Le suicide
Vieillard
Quand j’ai fait mes études en médecine, la psychiatrie n’était pas trop à l’honneur. On nous parlait de schizophrénie, de paranoïa et un peu des états dépressifs et jamais du suicide ou des personnes ayant des tendances suicidaires. Il est vrai que dans ma pratique médicale j’ai vu plus de suicidés que de gens qui voulaient se suicider.
Mes interventions dans le domaine psychiatrique se sont soldées par un lamentable désastre. J’ai encore en mémoire ce vieillard qui est venu me consulter parce, disait-il, « il ne voyait aucune raison de vivre. J’ai quitté mon patelin où tout le monde me regardait de travers parce que je n’avais rien à leur offrir de gratifiant. J’arrive en ville, je me loue une chambre pour y habiter et rencontrer des gens, mais je ne vois que des inconnus. Je me sens seul au monde et inutile, ma vie est un immense vide. »
J’essaie de lui faire comprendre qu’il vit un mauvais moment. Que bientôt il va se faire des amis et que certainement des jours meilleurs sont devant lui. Je lui prescris un anxiolytique et lui fixe un rendez-vous dans une semaine. J’avais la ferme intention de le ramener sur la voie du bonheur.

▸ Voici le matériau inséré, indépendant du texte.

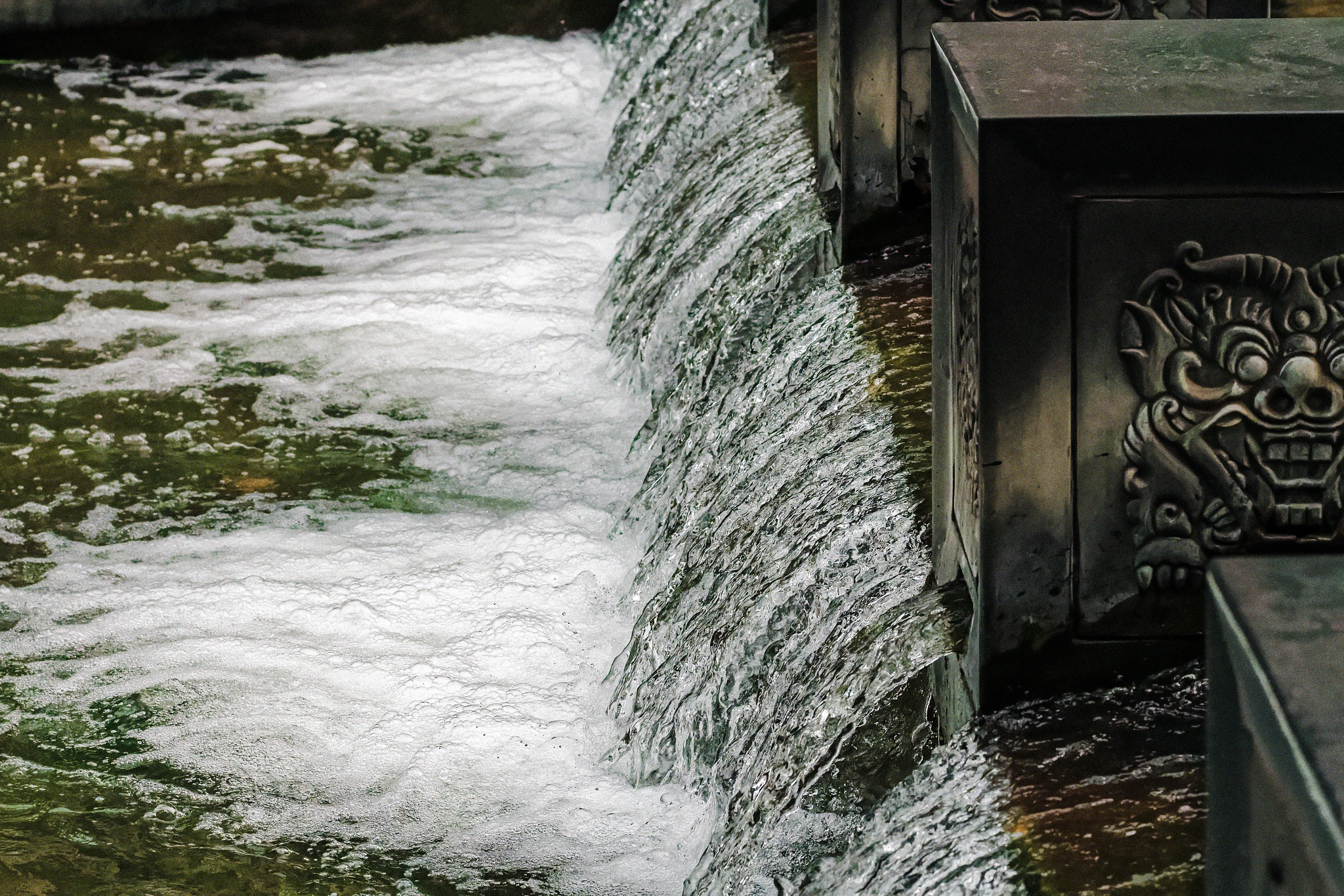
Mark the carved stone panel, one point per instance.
(1210, 397)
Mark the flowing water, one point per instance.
(457, 469)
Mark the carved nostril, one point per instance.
(1280, 402)
(1318, 401)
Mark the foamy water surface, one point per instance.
(429, 679)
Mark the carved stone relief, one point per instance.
(1240, 363)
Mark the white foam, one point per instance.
(421, 680)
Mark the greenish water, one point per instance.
(79, 812)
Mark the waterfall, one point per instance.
(782, 611)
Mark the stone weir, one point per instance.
(73, 14)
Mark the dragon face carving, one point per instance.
(1240, 361)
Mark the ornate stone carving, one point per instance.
(1237, 445)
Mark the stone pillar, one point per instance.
(1139, 291)
(858, 96)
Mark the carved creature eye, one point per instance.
(1251, 367)
(1245, 352)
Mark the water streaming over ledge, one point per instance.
(464, 492)
(774, 665)
(782, 589)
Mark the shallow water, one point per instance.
(312, 484)
(323, 523)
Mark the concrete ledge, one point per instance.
(1276, 767)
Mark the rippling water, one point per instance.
(314, 474)
(345, 551)
(777, 661)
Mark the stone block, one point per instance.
(1139, 328)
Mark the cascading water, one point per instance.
(782, 589)
(322, 528)
(784, 621)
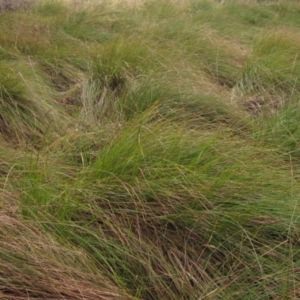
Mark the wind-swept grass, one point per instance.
(149, 151)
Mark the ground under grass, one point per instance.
(149, 150)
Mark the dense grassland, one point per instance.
(150, 150)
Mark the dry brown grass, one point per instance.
(34, 266)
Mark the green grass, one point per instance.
(150, 151)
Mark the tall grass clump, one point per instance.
(149, 150)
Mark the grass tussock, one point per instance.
(149, 150)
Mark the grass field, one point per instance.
(150, 150)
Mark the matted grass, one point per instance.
(149, 150)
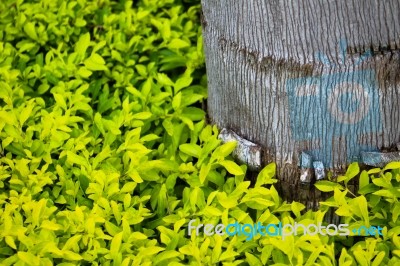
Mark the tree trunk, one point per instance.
(318, 78)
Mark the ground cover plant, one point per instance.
(105, 153)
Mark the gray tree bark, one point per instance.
(316, 76)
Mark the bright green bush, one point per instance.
(105, 154)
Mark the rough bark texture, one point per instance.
(294, 76)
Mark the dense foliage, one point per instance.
(105, 154)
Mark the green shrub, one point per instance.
(105, 155)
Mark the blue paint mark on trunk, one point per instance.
(339, 105)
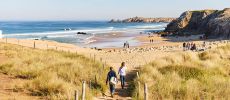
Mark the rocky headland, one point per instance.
(142, 20)
(212, 23)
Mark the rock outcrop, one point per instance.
(212, 23)
(142, 20)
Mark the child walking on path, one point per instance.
(122, 73)
(112, 79)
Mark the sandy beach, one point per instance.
(134, 57)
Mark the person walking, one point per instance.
(112, 80)
(122, 73)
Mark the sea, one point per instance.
(66, 31)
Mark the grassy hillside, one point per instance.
(188, 76)
(51, 73)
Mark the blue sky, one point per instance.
(100, 9)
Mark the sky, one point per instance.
(11, 10)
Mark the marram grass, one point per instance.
(53, 74)
(188, 76)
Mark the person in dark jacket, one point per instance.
(111, 74)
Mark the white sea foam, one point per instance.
(1, 34)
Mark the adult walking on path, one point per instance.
(112, 79)
(122, 73)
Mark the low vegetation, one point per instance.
(188, 76)
(53, 74)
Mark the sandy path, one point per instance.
(134, 57)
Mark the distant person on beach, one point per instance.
(122, 73)
(112, 79)
(184, 46)
(193, 47)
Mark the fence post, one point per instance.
(76, 95)
(138, 75)
(139, 89)
(34, 44)
(94, 57)
(96, 79)
(146, 92)
(90, 84)
(83, 90)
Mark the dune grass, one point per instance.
(188, 76)
(53, 74)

Trois jours après sa visite, on me téléphone à cinq heures du matin pour me demander d’aller constater son décès, il s’était pendu dans sa garde-robe.
Reclus
Une autre fois, on m’avait demandé de visiter un malade qui ne voulait parler à personne. Je me rends à son domicile. On me dit que le patient âgé d’une quarantaine d’années restait toujours dans sa chambre, n’y sortait que pour ses besoins d’hygiène, ne parlait à personne et qu’on devait même aller lui porter ses repas, sinon il ne s’alimentait pas. On lui dit que le docteur est venu lui rendre visite. Il entrebâille la porte et me fait savoir clairement qu’il ne veut rien savoir de moi et que, de toute façon, il n’a jamais demandé à me voir. Je réplique que son cas m’intéressait et que s’il le voulait je viendrais à toutes les semaines m’informer de sa santé. Il me dit : « Si çà peu vous être utile je n’ai pas d’objection. »
Après quelques visites j’avais réussi à me faire inviter à m’asseoir dans sa chambre et à parler de son isolement. À chaque fois que je quittais la maison j’avertissais sa mère de ne jamais le laisser seul. Je gagnais graduellement sa confiance, mais me rendais bien compte que la guérison était très loin d’être acquise. Son sentiment d’être inutile, une charge pour sa famille, une épave était profondément imprégnée dans son intellect. Or, un membre de la famille de sa mère décéda, et on décida d’aller aux funérailles qui avaient lieu à l’église située l’autre coté de la rue. Quand on revint à la maison, il était mort dans sa chambre.
Lorsque j’arrivai pour constater le décès, je le trouvai à genoux au pied de son lit, sur lequel il avait déposé une statue de la Sainte Vierge, son chapelet et un livre de prières, Il avait la bouche ouverte et une goutte de sang sur la langue. À ses pieds gisait un petit révolver d’un modèle très ancien. Il était évident qu’il s’était tiré une balle dans la bouche. Ce suicide m’a décontenancé pendant une longue période, en fait, je ne l’ai jamais oublié.